Furthermore, the plaintiff at most suffered no more than de minimus injuries as the result of the April 21, 2001 incident -- officer placing his right hand on the plaintiff's left shoulder, in a restraining manner and and stepping on left foot -- and is thus prevent from recovery under 42 U.S.C. Section 1983. The plaintiff has not alleged suffering any physical injury as a result of the April 21, 2001 incident. See undisputed material fact number two. Further, plaintiff in his complaint nowhere makes mention of an attempt to obtain any medical treatment for any injuries received as a result of the defendants' alleged actions. Assuming arguendo that plaintiff suffered even a de minimus injury, as stated above, per Tesch a plaintiff in a suit brought pursuant to 42 U.S.C. 1983 cannot recover for de minimis injuries. Therefore, defendants are entitled to judgment as a matter of law in regard to plaintiff's allegations regarding the April 21, 2001 incident.
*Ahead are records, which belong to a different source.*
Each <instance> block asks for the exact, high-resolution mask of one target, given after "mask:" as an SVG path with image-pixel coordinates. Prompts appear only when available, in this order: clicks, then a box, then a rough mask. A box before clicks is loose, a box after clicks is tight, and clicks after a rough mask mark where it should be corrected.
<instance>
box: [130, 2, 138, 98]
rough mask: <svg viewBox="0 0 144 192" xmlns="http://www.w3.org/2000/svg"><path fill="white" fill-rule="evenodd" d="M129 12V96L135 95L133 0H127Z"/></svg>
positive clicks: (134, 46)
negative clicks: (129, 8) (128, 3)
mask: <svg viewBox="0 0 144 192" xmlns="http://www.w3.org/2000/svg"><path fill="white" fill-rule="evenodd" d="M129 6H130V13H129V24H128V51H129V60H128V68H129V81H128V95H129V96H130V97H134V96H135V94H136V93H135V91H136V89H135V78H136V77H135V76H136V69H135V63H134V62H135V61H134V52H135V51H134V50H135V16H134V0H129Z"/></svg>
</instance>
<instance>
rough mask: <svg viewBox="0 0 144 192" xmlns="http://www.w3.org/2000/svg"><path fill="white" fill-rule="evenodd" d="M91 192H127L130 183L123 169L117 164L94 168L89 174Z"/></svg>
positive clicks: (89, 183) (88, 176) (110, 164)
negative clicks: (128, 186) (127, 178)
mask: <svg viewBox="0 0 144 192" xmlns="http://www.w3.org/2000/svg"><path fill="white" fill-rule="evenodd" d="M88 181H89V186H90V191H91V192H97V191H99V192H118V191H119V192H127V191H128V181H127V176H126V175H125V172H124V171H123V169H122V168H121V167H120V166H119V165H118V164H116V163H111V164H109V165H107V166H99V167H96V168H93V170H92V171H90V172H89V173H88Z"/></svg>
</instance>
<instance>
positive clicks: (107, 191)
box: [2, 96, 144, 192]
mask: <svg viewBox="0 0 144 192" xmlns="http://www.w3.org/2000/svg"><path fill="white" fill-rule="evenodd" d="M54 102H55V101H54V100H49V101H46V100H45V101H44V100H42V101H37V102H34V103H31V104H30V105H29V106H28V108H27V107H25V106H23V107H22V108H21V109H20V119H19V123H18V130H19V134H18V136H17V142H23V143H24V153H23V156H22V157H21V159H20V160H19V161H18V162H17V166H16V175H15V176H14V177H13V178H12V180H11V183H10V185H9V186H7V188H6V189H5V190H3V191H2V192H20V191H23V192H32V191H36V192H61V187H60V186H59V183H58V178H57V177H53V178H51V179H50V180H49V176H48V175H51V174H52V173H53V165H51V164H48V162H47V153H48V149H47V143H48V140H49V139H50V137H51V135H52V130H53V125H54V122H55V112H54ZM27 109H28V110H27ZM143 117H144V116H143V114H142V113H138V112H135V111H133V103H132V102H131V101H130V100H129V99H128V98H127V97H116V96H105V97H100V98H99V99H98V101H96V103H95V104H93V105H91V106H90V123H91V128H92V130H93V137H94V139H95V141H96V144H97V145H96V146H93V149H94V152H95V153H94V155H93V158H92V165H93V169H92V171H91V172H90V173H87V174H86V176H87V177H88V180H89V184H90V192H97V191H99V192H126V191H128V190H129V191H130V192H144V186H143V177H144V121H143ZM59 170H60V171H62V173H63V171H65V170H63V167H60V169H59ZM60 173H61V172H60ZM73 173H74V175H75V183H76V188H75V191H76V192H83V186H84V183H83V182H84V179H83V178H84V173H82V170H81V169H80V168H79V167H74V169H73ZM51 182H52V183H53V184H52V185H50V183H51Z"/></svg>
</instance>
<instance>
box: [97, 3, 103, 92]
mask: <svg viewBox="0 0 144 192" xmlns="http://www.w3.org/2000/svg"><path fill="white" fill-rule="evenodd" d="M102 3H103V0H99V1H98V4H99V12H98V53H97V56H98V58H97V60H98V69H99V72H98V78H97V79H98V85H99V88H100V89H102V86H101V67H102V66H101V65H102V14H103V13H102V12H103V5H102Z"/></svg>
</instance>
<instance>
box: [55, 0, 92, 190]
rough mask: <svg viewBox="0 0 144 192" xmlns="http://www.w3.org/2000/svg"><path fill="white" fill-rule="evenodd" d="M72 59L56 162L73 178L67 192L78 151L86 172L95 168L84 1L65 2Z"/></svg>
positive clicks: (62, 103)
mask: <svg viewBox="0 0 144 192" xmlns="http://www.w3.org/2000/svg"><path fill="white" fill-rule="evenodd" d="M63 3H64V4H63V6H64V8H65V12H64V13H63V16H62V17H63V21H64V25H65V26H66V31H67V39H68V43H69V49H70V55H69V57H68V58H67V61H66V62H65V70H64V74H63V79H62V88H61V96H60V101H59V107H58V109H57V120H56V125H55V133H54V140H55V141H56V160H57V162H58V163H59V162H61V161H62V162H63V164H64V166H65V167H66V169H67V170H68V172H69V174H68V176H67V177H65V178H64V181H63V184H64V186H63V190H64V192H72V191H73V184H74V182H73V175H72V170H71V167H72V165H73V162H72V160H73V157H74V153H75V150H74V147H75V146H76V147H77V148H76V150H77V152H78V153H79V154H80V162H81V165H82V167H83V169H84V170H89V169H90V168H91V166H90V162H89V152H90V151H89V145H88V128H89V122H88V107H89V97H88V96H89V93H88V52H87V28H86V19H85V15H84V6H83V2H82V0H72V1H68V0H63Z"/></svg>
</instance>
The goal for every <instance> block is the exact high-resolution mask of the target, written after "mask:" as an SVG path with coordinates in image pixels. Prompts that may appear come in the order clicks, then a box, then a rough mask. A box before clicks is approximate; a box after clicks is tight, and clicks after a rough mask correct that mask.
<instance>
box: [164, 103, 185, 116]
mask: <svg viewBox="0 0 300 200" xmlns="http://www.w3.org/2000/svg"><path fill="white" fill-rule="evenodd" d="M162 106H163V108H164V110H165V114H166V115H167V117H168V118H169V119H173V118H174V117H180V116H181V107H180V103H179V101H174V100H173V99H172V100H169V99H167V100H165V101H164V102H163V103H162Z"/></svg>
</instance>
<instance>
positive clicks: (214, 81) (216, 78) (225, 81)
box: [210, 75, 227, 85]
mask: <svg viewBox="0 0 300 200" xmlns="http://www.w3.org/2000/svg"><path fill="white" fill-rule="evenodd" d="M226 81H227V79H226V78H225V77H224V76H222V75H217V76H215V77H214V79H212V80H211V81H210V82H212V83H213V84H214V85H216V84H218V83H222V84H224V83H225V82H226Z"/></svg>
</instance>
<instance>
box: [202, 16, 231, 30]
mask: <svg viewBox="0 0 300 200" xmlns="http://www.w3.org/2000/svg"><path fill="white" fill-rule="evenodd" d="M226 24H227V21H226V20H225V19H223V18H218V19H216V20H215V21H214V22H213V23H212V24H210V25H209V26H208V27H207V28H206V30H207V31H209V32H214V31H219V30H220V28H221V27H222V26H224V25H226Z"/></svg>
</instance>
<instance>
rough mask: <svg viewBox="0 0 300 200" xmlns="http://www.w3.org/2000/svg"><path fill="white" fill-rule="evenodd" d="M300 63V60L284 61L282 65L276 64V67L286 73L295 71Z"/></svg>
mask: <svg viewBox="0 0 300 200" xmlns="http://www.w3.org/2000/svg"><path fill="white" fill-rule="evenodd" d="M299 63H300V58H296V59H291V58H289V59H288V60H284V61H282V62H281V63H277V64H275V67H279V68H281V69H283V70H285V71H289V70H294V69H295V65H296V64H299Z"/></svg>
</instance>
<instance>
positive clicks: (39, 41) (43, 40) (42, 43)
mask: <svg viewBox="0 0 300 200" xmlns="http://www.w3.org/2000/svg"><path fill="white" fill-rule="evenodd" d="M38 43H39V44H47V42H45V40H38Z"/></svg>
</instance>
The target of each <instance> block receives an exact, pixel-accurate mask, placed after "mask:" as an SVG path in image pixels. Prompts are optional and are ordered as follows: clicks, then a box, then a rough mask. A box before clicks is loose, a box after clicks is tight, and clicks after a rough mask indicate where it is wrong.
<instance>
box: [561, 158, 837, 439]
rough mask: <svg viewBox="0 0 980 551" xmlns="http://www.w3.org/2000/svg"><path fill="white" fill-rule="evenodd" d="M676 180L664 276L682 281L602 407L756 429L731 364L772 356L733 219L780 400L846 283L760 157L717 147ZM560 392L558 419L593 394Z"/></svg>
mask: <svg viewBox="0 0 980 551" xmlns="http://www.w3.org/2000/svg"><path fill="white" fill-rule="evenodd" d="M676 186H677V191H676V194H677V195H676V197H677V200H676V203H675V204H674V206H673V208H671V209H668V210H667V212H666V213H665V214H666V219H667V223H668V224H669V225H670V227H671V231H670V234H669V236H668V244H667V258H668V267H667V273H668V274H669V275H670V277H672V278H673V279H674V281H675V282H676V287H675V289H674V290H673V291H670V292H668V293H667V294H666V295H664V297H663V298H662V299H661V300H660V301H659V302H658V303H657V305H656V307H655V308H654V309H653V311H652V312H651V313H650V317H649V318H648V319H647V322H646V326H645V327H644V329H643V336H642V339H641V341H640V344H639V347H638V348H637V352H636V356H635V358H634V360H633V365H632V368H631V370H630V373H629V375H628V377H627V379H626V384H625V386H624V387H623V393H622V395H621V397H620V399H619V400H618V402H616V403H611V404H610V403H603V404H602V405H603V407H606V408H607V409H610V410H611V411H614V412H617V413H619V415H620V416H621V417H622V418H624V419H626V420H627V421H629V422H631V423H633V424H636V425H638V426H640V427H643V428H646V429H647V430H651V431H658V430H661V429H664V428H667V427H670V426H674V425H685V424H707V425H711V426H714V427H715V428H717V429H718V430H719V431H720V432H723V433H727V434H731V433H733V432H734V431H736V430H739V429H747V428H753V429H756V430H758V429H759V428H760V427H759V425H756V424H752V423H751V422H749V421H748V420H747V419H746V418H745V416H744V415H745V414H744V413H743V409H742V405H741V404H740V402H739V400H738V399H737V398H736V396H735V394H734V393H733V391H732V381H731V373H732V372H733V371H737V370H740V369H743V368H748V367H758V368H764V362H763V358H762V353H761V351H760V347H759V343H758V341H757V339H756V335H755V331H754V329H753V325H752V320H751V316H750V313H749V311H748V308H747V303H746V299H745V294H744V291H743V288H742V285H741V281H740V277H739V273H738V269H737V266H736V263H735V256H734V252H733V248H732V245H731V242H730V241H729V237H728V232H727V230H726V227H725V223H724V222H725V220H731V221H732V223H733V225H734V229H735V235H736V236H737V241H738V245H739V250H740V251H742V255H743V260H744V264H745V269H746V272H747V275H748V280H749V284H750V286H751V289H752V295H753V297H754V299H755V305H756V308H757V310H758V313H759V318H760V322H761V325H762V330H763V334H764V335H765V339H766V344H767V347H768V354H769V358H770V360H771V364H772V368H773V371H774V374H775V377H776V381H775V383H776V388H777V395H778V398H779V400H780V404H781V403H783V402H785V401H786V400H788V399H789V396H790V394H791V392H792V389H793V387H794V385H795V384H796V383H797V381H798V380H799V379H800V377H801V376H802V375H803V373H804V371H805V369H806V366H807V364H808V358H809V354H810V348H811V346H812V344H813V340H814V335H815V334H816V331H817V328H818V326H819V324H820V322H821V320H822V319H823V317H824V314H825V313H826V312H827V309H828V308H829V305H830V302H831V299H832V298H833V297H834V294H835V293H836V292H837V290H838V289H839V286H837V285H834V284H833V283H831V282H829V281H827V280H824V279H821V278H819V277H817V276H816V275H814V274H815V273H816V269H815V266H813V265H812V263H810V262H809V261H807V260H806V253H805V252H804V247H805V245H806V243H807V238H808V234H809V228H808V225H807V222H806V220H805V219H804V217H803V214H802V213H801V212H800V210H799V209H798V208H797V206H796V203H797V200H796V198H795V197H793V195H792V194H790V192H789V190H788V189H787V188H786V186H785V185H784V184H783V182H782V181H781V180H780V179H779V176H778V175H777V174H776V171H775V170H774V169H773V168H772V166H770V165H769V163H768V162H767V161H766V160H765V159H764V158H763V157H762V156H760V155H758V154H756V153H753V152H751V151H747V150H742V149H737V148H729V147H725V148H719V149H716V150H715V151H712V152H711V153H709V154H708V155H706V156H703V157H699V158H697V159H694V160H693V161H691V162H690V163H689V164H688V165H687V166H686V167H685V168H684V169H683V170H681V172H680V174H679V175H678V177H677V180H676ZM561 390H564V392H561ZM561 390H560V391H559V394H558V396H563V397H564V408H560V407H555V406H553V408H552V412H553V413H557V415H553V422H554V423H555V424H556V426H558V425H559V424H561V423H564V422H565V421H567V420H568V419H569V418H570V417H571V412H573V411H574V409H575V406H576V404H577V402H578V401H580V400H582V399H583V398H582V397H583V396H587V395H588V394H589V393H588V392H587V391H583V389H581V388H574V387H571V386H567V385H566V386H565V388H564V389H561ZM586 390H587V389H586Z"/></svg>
As the April 21 2001 incident does not rise to the level of a constitutional violation and the plaintiff has no right to an inmate grievance procedure, the court finds that the defendants Huber, Freeman and Snyder did not violate the plaintiff's constitutional rights. None of these defendants were personally responsible for the April 21 2001 incident involving Jones, and most important the April 21, 2001 claim against Jones fails as a matter of law. As stated above, per Antonelli and DeWalt, the only right to attached to the grievance process is a procedural one, in that an inmate must be allowed to exhaust his administrative remedies in order to pursue his right of access to the courts. The plaintiff has not alleged that defendants have not allowed him to exhaust his administrative remedies in order to gain access to the courts, and therefore defendants are entitled to judgment as a matter of law regarding the portion of plaintiff's complaint that relates to an alleged failure on the part of defendant Huber to adequately investigate plaintiff's complaints of defendant Jones' conduct.

It is therefore ordered:

1. Pursuant to Fed. R. Civ. Pro. Rule 56(c), the defendants' summary judgment motion is allowed [59]. The clerk of the court is directed to enter judgment in favor of the defendants against the plaintiff. The case is terminated. The parties are to bear their own costs.

2. If the plaintiff wishes to appeal this dismissal, he may file a notice of appeal with this court within 30 days of the entry of judgment. Fed. R. App. P. 4(a)(4). A motion for leave to appeal in forma pauperis should set forth the issues the plaintiff plans to present on appeal. See Fed. R. App. P. 24(a)(1)(C). If the plaintiff does choose to appeal, he will be liable for the $455.00 appellate filing fee irrespective of the outcome of the appeal. Furthermore, if the appeal is found to be non-meritorious, the plaintiff may also accumulate another strike under 28 U.S.C. 1915(g).